Much of our stressful thinking has little to do with what is happening now – it is more about what we “imagine” might happen. Our mind is trying to get ahead of itself to protect us in some way, but in reality, we are only living in, and reacting to, our own imagination, which our mind forgets. It is like sitting in front of a scary movie that is created by our own mind. Our body naturally reacts to these scary thoughts like it does when we are watching a scary moving, which convinces us even more that the movie (our scary thoughts) are about something real, even when they are not. The movie ends and we walk out of the theatre knowing that it was not real, but we can’t so easily walk out of our minds, which is a big part of the problem. We have a lack of perspective of what our minds are up to.
Breathing in this open, calm way sends a signal to our body, telling it that everything is okay. This also helps to reveal when our habitual thoughts are out of place with the present moment.
Now that we are consciously choosing a state of peace by focusing on our slow, open, calm breath, that is also helping us be aware of the present moment, we now consciously assume the position of the detached neutral observer of our own mind and body as thoughts, feelings and physical sensations pass through our awareness.

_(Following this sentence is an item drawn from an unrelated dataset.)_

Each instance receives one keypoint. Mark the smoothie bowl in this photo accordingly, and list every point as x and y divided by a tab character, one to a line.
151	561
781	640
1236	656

Awareness + Observation leads to Conscious Choice
The way we act in any given moment is determined by how our mind reacts in that moment. Are our actions in that moment a balanced conscious choice, or an unconscious automatic reaction that may not be appropriate? Awareness of our mind’s initial reactions is the key. Therefore, a key to Mindfulness is an open, non-judging observation of all that passes through our awareness. We are creating enough “space” in our consciousness to observe the way our mind reacts to our environment, our bodily sensations, and to our own thoughts and associated emotions. We are suspending the urge to act on that which passes through our awareness and are choosing to just observe it instead.
When we center ourselves and observe our mind in this way, we are giving awareness a chance to simply do its job of being aware, which it is rarely given. In this way, we are able to increasingly “see” what is real in the moment we are in, rather than being “blinded” by all the noise that is coming from our habitually programmed mind.
It is normal for our thoughts to distract us from our neutral observer position. Before we know it, we are caught up in our thinking and have lost contact with our open, slow, calm breath. It is important to accept this as part of the experience. As soon we realise we have been swept away, it is a simple matter of reconnecting to our conscious breath and reinitiating our position as the observer. Being distracted is also something to neutrally observe. There is no standard of practice we have to reach, and therefore there is no failure to reach some standard. There is just the experience of cultivating increasing moments of peace and awareness amongst the often chaotic traffic of thoughts, emotions and physical sensations. As the practice of mindfulness continues, our ability to establish, at will, presence of mind, peace, and happiness increases.